Iran and Western powers have agreed to hold another round of talks on Tehran’s nuclear programme after a meeting in the Turkish city of Istanbul that was described as “useful” and “constructive”.
Catherine Ashton, the European Union’s foreign policy chief, told reporters the five permanent members of the United Nations Security Council and Germany would meet the Iranian delegation again in the Iraqi capital Baghdad on May 23.
The West suspects that Iran is enriching uranium to build a nuclear bomb, but Tehran says its nuclear programme is for civilian purposes only.
Ashton said the talks on Saturday, the first since the collapse of similar negotiations in early 2011, were a step towards a “sustained process of serious dialogue”.
“We expect that subsequent meetings will lead to concrete steps towards a comprehensive negotiated solution, which restores international confidence in the exclusively peaceful nature of the Iranian nuclear programme,” she said.
Ashton said that the next round of talks would be preceded by a preparatory meeting of deputies.
Earlier, a diplomat close to the negotiations had described Saturday’s talks as “completely different” from previous meetings, with no pre-conditions set by the Iranian delegation.
The diplomat said Saeed Jalili, the leader of the Iranian delegation, steered clear of the preconditions he had set at the last meeting in early 2011.
“He seems to have come with an objective to get into a process which is a serious process, which is about what we want to talk about,” said the envoy, who spoke on condition of anonymity. “I would say it has been a useful morning’s work.”
Another diplomat, who also requested anonymity, described the atmosphere as “positive”.
“I would say there was a very constructive atmosphere compared to last time … generally a positive vibe,” he said. “The principle seems to be there for future negotiations.”
The talks brought together the United States, Russia, China, Britain and France.
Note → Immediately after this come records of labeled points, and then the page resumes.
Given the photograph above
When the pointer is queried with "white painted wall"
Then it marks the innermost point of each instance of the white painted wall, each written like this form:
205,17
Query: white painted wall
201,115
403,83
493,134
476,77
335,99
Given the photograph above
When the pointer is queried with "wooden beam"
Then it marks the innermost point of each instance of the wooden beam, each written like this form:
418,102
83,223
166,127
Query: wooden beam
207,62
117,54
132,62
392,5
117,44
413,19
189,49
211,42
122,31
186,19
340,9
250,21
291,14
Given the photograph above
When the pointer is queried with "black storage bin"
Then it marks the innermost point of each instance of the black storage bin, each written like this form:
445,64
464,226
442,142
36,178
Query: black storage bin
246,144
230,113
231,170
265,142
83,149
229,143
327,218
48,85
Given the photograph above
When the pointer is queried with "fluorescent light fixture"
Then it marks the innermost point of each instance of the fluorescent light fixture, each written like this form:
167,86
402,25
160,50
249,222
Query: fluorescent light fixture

Along with Germany, the five UN Security Council members are collectively known as the P5+1.
Al Jazeera’s Paul Brennan, reporting from Istanbul, said the sources he had spoken to told him that “although there were no major breakthroughs, [none] had been expected”.
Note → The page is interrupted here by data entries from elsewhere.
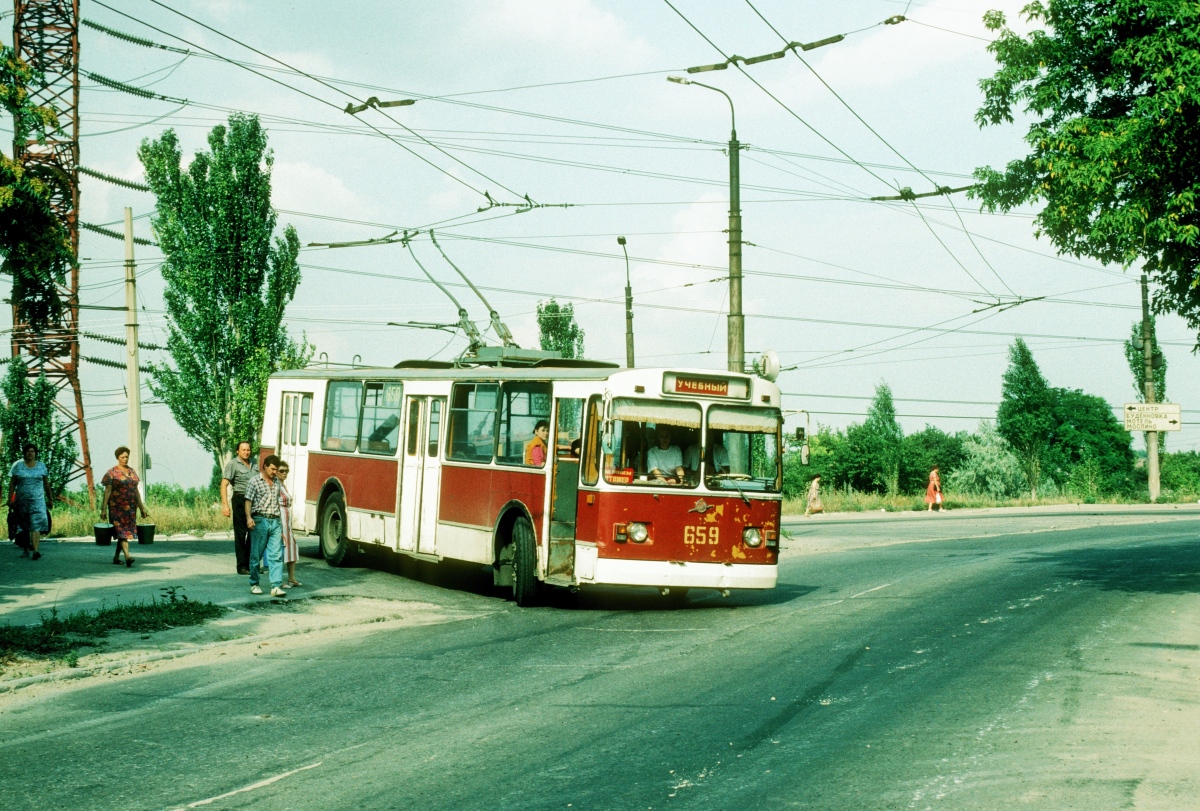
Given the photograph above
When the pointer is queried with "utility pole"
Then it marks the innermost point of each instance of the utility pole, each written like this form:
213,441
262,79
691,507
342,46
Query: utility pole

The last round of talks in January 2011 collapsed without agreement on any issues.
Ashton said they set out to see whether Iran was “serious about moving towards a sustained process”.
She said the talks focused on the way forward and the process by which concrete proposals would get to the table.
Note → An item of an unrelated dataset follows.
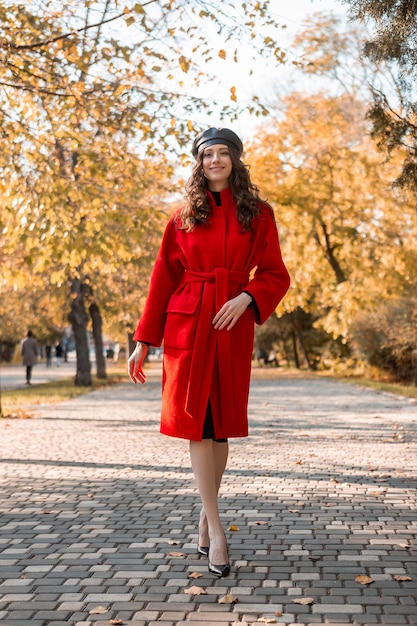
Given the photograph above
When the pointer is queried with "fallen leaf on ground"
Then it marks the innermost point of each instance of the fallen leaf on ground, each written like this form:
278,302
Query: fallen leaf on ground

Both sides have said they are ready to work towards resolving the deepening dispute over the disputed nuclear programme.
“For their own reasons, each side wants to give diplomacy a chance at this point, to start a process rather than to force a quick fix,” said analyst Michael Adler at the Woodrow Wilson International Center for Scholars.
One Western diplomat said Saturday’s discussions were unlikely to go into detailed issues, saying the immediate objective was finding enough common ground and signs of willingness to co-operate.
Iran said prior to the meeting that it would propose “new initiatives” in Istanbul, but it was unclear whether that meant it was prepared to discuss curbs to its controversial uranium enrichment programme.
Western officials have made clear their immediate priority is to convince Tehran to cease the higher-grade uranium enrichment it began in 2010. It has since expanded that work, which some analysts say could be a move towards developing nuclear weapons.
Iran has signaled some flexibility over halting its enrichment to a fissile purity of 20 per cent, compared with the five percent level required for nuclear power plants, but also suggests it is not ready to do so yet.
Iranian leaders would probably expect to be rewarded with an easing of sanctions if they agreed to scale back their sensitive nuclear work, but Western officials say this issue was not up for negotiation in Istanbul.
“Stopping 20 per cent enrichment would be seen as a gesture to start negotiations, not to lift sanctions,” one diplomat at the talks said.
Mohammad Marandi, a professor at Tehran University, told Al Jazeera that Iran was “enriching uranium at 20 per cent for peaceful purposes”.
“They want to produce fuel for the Tehran nuclear reactor,” he said.
“They [the West] are using the nuclear programme as an excuse to put pressure on Iran. If it wasn’t the nuclear programme it would be something else.”